Autor: Agnieszka Kałdonek (Filipek), Horti Team
Gdyby wprowadzono obowiązek podpisywania umów do końca marca to dopiero byłaby przewaga kontraktowa podmiotów skupujących.Mianowicie w przypadku spadku cen rolnicy byli odsyłani z towarem pod byle pretekstem(za drobne ,za grube ,nie ten odcień owoców itd.). A w przypadku zwyżki cen i braku towaru (np. z powodu kiepskiej pogody czy braku rąk do pracy) rolnicy byliby po sezonie licytowani przez komorników z powodu niewywiązania się z umowy.Także ,Panowie rolnicy-każdy kij ma dwa końce! Ja uprawiam 50 ha truskawek i nigdy nie odważę się podpisać umowy w marcu,bo to grozi licytacją gospodarstwa.

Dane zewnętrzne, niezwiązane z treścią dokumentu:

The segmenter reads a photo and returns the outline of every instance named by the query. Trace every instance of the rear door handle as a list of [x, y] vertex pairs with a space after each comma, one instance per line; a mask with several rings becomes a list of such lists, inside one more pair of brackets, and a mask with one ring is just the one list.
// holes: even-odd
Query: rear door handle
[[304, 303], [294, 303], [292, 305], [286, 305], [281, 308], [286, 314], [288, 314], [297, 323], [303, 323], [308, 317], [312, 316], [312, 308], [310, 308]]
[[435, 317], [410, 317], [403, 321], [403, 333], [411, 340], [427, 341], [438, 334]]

Co ma takiego w sobie malina deserowa że kosztuje 125 g – 5.99 zł a cena za 1 kg 47,92 zł w Tesco. Owoc jest z polski a tu chłop nie może dostać 5 zł za kilogram przemysłówki. Trzeba zabrać się i za to Panie Ministrze i podzielić to sprawiedliwie a najlepiej to w stylu Janosika zabrać bogatym a dać biednym. W jakim kraju my żyjemy że dzieją się takie rzeczy ? TRZEBA Z TYM CWANIACTWEM SKOŃCZYĆ !
To oczywiste że przetwórnie dostały dofinansowanie wzamian za kupowanie malin z Ukrainy, po to malina z Niemieckich gospodarstw. Wstyd i hańba bo już dawno sprzedali nas rolników.